Almanac4kids.com was launched in 2005 by the Old Farmer’s Almanac. This site is dedicated to content for younger readers, their parents, and teachers, featuring interactive activities and exclusive articles that further explore topics found in the book and parent website.
Take a Hike! A list of “9 Totally Kid-Friendly Hikes In Washington That Are 1 mile and Under.” (Three of these are located in Whatcom, Skagit, and Island counties.) “A love of nature and hiking often starts young, which is wonderful. And luckily, we’ve got plenty of trails here in Washington that are great for little legs (and short attention spans). We found these 9 beautiful hikes perfect for families.” The website, OnlyInYourState, takes a fun, informal approach to help readers discover great things to do in each of the 50 states.

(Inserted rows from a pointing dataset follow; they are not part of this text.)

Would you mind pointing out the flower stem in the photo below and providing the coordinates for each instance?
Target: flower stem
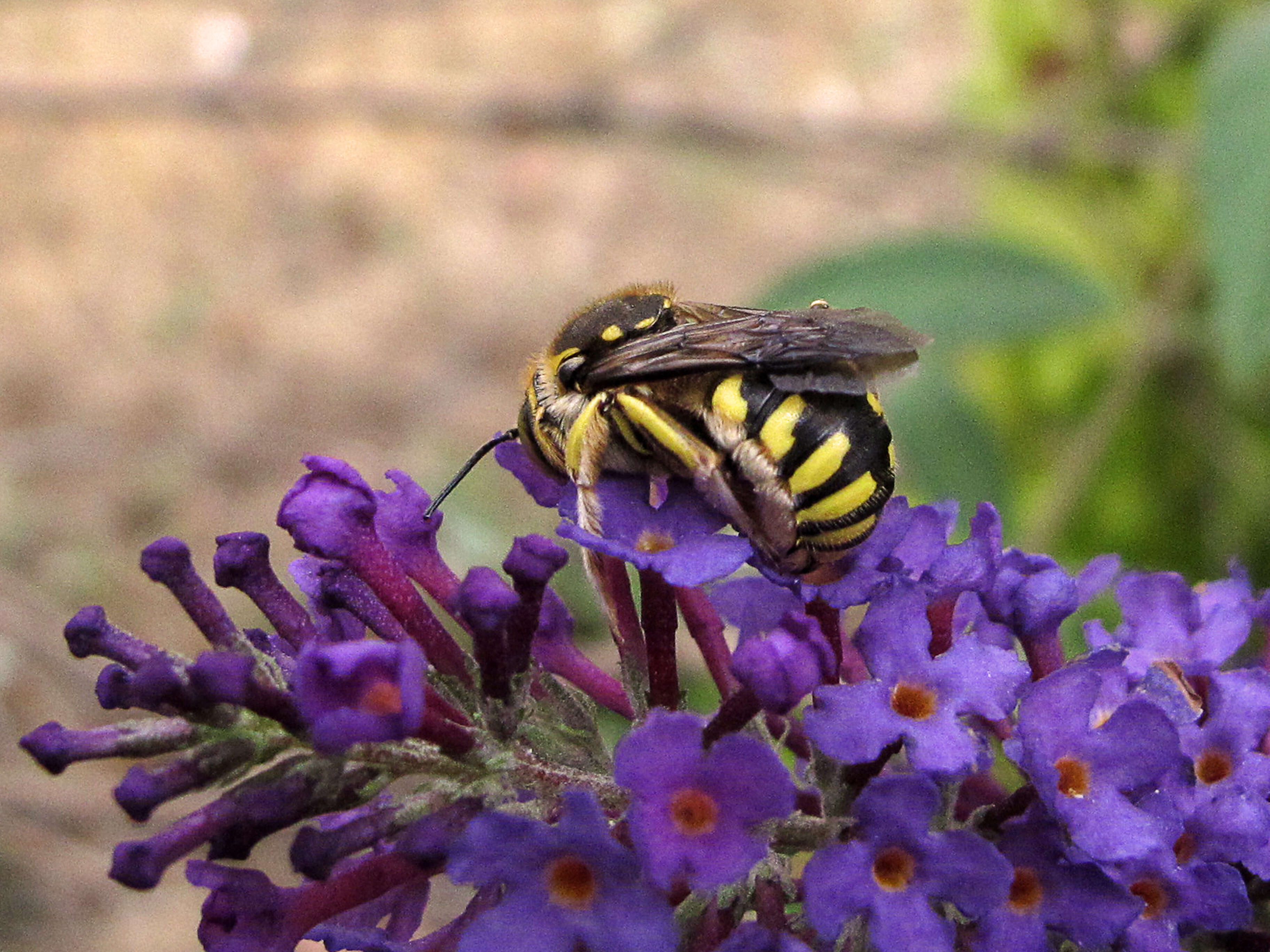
(705, 626)
(661, 622)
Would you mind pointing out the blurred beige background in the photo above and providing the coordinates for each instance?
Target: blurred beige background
(235, 234)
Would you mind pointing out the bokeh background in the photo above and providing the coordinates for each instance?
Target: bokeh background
(234, 234)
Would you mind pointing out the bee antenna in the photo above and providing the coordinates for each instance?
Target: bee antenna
(468, 468)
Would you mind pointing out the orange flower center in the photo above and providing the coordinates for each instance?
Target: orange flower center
(895, 869)
(1154, 894)
(695, 813)
(571, 883)
(382, 697)
(1213, 766)
(912, 701)
(1074, 777)
(654, 542)
(1025, 891)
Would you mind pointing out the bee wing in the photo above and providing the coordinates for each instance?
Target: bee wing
(817, 348)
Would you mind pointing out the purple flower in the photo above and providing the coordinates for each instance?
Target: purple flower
(1225, 747)
(754, 605)
(360, 691)
(1165, 620)
(752, 937)
(680, 539)
(906, 542)
(1179, 898)
(331, 511)
(694, 811)
(1090, 748)
(892, 871)
(566, 887)
(1052, 891)
(411, 537)
(784, 664)
(545, 488)
(244, 912)
(912, 695)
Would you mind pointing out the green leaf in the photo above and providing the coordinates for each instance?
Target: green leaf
(941, 442)
(1235, 190)
(957, 288)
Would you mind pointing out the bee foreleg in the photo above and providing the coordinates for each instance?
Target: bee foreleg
(586, 443)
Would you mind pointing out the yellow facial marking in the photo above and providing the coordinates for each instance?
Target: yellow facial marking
(823, 462)
(728, 403)
(844, 537)
(840, 503)
(573, 441)
(778, 432)
(665, 431)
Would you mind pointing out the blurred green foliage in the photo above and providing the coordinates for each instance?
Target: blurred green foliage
(1103, 339)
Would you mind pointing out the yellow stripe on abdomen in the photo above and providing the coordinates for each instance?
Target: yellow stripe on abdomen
(665, 431)
(839, 505)
(728, 402)
(844, 537)
(778, 432)
(821, 465)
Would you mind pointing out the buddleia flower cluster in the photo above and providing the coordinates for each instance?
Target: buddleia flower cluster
(902, 760)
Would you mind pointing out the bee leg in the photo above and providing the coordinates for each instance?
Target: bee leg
(682, 450)
(585, 449)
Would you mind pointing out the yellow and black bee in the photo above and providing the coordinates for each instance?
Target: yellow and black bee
(771, 414)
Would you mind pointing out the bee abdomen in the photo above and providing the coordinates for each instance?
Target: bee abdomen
(832, 450)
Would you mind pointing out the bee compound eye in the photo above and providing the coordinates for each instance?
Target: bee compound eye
(568, 370)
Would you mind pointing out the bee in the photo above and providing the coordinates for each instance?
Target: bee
(771, 414)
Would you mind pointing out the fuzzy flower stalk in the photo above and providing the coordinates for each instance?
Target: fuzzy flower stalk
(902, 760)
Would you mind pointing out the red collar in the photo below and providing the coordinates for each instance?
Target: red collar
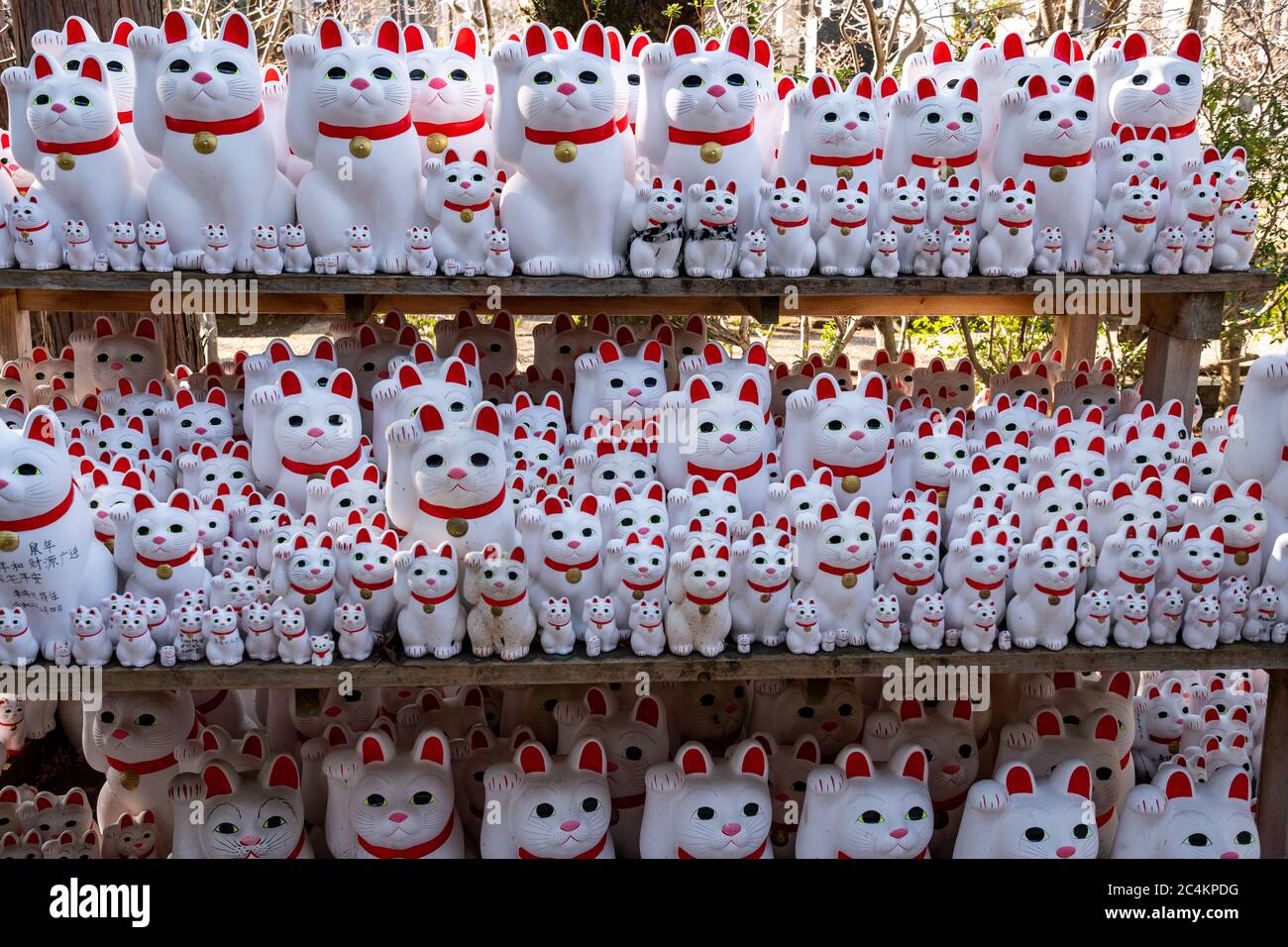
(480, 509)
(438, 600)
(227, 127)
(741, 474)
(376, 133)
(730, 137)
(563, 567)
(171, 564)
(632, 586)
(503, 603)
(459, 208)
(836, 571)
(40, 519)
(699, 600)
(592, 852)
(89, 147)
(145, 767)
(599, 133)
(841, 161)
(420, 851)
(1172, 133)
(760, 849)
(1063, 159)
(842, 471)
(451, 128)
(961, 161)
(305, 468)
(373, 586)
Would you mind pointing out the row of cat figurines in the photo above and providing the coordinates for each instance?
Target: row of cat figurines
(703, 110)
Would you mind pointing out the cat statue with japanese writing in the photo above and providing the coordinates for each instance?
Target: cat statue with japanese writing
(348, 114)
(554, 121)
(206, 125)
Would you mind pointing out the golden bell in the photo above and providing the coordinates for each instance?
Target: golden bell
(205, 144)
(360, 146)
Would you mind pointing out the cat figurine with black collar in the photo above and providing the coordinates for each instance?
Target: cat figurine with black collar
(206, 125)
(348, 108)
(562, 138)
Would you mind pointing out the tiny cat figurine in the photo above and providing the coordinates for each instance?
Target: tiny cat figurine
(416, 815)
(711, 223)
(420, 252)
(657, 221)
(702, 808)
(266, 250)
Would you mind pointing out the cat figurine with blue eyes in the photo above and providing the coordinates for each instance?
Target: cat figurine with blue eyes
(94, 180)
(555, 120)
(349, 107)
(861, 809)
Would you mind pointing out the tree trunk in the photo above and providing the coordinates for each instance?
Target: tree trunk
(185, 338)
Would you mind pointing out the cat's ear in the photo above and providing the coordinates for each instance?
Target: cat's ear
(432, 748)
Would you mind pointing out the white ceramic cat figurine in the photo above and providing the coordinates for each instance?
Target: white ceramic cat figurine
(576, 191)
(206, 125)
(348, 108)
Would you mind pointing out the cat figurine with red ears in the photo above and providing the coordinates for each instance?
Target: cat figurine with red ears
(549, 806)
(348, 107)
(562, 138)
(702, 808)
(206, 125)
(415, 815)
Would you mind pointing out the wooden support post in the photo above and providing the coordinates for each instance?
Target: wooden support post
(1273, 787)
(14, 328)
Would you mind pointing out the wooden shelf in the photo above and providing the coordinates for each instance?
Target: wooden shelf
(622, 665)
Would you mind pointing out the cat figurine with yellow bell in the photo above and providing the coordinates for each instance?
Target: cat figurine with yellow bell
(348, 111)
(206, 125)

Starfall is a homeschooling website, started as a free interactive way to teach young children to read using phonics; kids can play games, watch short videos on letters and sounds, and flip through ″books” of stories.
Career & College Planning
TheBestColleges.org offers information on hundreds of online programs, and their listing of the top 25 Colleges & Universities offering free online classes and lectures. “We only include schools that are recognized and reputable, so you know they’re the best ones out there already. We also aim to bring you affordable options, so you know you’re getting good quality for your money, but not spending a fortune in the process. And we rank schools based on all the standard details — including tuition, retention rate, and median starting salary for graduates — that go into picking a high-quality program.” Their rankings of schools cover a range of topics, from the best MBA programs to the most affordable online schools to, simply, the best overall.

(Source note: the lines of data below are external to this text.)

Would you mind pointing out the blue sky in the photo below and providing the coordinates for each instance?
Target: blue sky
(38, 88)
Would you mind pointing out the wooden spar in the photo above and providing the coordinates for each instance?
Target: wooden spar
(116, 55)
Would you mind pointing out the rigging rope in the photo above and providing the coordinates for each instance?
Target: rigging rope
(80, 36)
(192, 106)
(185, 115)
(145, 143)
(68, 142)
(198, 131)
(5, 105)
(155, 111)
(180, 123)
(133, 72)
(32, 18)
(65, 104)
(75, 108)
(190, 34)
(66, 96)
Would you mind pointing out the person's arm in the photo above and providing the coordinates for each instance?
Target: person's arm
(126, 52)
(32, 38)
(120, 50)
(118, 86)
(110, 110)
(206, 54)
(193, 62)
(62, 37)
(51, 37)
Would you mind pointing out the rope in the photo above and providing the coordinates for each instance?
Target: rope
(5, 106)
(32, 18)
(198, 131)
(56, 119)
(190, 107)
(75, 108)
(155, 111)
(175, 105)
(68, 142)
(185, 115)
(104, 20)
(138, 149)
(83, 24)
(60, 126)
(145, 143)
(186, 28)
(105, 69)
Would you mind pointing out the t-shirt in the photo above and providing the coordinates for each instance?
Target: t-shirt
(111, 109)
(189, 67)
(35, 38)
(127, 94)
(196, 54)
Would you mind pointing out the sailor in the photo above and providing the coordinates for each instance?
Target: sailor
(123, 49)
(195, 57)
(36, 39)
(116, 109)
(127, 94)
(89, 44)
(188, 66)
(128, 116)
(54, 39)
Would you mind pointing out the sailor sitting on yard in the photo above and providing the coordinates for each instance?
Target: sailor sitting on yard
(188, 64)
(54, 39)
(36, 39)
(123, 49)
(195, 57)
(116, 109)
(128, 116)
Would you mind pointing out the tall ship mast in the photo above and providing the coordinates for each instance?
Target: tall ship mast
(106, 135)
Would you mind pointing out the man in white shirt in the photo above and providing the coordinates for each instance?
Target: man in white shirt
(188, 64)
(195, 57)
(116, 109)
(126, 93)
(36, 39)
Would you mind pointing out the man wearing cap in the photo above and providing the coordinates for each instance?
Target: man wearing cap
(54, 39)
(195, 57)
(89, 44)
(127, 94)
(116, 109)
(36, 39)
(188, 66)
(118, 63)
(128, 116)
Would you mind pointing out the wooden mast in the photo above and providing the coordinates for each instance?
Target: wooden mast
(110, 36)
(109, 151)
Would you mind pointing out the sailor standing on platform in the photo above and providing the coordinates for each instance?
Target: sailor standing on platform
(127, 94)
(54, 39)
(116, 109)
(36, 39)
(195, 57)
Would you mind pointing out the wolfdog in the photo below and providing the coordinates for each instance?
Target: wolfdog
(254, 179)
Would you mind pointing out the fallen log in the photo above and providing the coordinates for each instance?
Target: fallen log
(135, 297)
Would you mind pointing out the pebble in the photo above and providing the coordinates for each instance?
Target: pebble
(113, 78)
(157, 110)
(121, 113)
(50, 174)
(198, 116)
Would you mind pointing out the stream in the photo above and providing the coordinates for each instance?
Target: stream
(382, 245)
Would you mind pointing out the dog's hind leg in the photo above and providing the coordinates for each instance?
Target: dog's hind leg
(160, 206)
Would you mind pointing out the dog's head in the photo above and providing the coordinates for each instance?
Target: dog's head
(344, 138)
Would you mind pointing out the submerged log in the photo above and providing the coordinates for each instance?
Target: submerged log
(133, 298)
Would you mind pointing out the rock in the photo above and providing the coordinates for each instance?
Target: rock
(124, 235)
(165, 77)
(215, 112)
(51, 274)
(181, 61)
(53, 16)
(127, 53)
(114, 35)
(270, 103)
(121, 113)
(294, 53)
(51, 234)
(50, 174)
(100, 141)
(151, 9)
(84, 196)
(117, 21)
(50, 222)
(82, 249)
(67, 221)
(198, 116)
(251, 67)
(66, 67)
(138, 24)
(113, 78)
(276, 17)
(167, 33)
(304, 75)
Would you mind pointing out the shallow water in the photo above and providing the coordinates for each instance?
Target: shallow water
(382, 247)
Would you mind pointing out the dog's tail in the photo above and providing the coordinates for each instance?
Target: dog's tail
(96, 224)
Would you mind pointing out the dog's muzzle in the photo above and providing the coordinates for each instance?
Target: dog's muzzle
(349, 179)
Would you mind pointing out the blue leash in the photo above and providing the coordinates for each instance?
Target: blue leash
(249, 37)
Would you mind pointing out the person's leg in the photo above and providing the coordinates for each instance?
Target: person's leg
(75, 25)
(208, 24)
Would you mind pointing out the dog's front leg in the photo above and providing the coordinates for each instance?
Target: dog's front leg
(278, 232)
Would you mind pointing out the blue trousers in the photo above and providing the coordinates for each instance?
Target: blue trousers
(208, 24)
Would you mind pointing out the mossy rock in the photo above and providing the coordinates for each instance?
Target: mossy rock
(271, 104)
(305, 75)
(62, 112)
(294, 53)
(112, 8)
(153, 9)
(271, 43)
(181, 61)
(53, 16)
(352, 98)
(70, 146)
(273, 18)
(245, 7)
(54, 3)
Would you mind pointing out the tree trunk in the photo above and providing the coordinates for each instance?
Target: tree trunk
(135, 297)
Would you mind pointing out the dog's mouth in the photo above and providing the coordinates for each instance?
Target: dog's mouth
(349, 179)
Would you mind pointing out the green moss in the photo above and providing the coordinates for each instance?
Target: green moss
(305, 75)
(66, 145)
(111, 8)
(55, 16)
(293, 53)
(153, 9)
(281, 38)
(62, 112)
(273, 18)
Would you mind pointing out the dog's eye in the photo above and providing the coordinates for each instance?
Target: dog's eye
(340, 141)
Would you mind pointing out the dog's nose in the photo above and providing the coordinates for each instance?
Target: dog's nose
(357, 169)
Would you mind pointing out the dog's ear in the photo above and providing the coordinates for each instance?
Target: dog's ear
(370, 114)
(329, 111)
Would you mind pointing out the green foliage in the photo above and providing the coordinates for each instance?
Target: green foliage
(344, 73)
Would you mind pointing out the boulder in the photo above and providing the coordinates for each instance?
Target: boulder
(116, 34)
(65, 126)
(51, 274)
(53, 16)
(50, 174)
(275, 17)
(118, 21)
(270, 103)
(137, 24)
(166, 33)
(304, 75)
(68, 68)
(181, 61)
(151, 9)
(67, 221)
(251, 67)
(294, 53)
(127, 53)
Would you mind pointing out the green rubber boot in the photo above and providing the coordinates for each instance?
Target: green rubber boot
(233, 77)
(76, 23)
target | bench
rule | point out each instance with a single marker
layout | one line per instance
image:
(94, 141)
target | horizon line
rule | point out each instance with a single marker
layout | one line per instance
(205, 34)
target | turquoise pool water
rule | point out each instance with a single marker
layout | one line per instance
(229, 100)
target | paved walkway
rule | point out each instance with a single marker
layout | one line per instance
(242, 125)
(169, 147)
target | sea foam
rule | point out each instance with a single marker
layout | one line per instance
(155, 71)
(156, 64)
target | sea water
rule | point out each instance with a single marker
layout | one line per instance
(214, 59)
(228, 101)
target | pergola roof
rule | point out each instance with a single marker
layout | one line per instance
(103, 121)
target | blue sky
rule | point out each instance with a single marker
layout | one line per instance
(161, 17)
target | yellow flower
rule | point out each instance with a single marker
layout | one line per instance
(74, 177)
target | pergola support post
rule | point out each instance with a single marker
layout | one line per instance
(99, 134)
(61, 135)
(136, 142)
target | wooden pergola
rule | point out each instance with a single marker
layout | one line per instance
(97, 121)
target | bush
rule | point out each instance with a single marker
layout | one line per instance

A Guide to Green Careers covers a wide spectrum of topics centered around emerging and environmentally beneficial jobs and services. “This guidebook has been created to help readers better understand exactly what lies ahead for job seekers in a renewable, sustainable and more efficient world. If you are interested in finding a career where you can make a difference while making a living, this guidebook is for you.”
Zippia is a job research and resource site which has a lot of career pathway information, and has a career explorer tool that empowers career aspirations with knowledgable data about jobs, college majors, and locations. Categories include jobs for high schoolers, work from home jobs, jobs by industry, by discipline, by company, and by popularity.